28.05.2026 IfI Colloquium: Robots Learning Through Interactions
Speaker:
Prof. Dr. Jens Kober, Institute for Artificial Intelligence, University of Stuttgart, Germany
Date: Thursday, 28 May 2026, 17:15
Location: room BIN 2.A.01 at the Department of Informatics (IfI), Binzmühlestrasse 14, 8050 Zürich
Details about the format of the talk shall be checked always just ahead of a certain presentation date: (information here)
Abstract
The acquisition and self-improvement of novel motor skills is among the most important problems in robotics. Complexity arises from interactions with their environment and humans, dealing with high-dimensional input data, non-linear dynamics in general and contacts in particular, multiple reference frames, and variability in objects, environments, tasks, and human behavior. A human teacher is always involved in the learning process, either directly (providing data) or indirectly (designing the optimization criterion), which raises the question: How to best make use of the interactions with the human teacher to render the learning process efficient and effective? In this talk I’ll argue that there are tremendous benefits in having a human teacher intermittently interact with a robot also while it is learning. I will discuss various methods we have developed in the fields of supervised learning, imitation learning, reinforcement learning, and interactive learning. All these concepts will be illustrated with benchmark tasks and real robot experiments ranging from fun (ball-in-a-cup) to more applied (retail environments).
Bio
Jens Kober is a full professor at the University of Stuttgart, Germany, and a Research Team Lead at Fraunhofer IPA. He previously worked as an associate professor at the TU Delft, Netherlands, and as a postdoctoral scholar jointly at the CoR-Lab, Bielefeld University, Germany and the Honda Research Institute Europe, Germany.
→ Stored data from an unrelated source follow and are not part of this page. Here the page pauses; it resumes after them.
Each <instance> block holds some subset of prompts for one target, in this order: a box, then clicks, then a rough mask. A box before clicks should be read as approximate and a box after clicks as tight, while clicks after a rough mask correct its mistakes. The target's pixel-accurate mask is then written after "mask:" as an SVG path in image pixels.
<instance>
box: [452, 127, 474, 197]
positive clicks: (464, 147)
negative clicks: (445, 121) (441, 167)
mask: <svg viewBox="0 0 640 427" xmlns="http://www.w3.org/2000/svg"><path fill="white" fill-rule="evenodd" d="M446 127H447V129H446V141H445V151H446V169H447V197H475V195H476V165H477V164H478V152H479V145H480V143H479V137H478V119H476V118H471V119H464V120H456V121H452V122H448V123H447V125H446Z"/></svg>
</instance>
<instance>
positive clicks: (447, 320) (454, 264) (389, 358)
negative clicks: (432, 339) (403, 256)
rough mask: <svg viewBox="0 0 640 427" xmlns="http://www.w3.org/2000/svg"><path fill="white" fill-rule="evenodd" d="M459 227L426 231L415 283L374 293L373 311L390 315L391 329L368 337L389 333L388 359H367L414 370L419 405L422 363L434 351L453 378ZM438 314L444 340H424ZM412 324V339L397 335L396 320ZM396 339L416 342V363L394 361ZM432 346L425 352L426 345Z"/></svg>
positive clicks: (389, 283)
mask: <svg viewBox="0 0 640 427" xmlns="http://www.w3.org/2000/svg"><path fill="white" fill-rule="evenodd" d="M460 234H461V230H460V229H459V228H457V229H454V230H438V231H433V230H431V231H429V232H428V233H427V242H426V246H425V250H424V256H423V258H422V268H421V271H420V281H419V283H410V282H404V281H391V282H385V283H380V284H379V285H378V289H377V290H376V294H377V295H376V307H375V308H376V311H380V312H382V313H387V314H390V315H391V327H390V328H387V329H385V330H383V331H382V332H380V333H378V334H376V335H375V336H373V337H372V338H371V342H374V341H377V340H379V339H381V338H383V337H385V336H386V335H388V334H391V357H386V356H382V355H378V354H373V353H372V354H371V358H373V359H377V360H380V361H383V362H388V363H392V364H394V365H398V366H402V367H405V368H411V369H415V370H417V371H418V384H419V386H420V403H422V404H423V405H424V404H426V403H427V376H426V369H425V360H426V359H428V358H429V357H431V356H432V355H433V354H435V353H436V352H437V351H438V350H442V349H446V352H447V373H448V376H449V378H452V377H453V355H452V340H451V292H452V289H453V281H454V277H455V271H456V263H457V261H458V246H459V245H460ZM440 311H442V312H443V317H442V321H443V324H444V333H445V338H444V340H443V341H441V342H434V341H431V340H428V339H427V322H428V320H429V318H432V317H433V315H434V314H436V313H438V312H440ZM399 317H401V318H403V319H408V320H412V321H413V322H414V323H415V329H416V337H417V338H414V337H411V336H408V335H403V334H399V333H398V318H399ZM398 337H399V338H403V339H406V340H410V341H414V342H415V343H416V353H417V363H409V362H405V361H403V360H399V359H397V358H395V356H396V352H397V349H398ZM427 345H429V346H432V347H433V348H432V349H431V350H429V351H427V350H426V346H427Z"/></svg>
He graduated in 2012 with a PhD Degree in Engineering from TU Darmstadt and the MPI for Intelligent Systems. For his research he received the annually awarded Georges Giralt PhD Award for the best PhD thesis in robotics in Europe, the 2018 IEEE RAS Early Academic Career Award, the 2022 RSS Early Career Award, and has received an ERC Starting grant. His research interests include motor skill learning, (deep) reinforcement learning, imitation learning, interactive learning, and machine learning for control.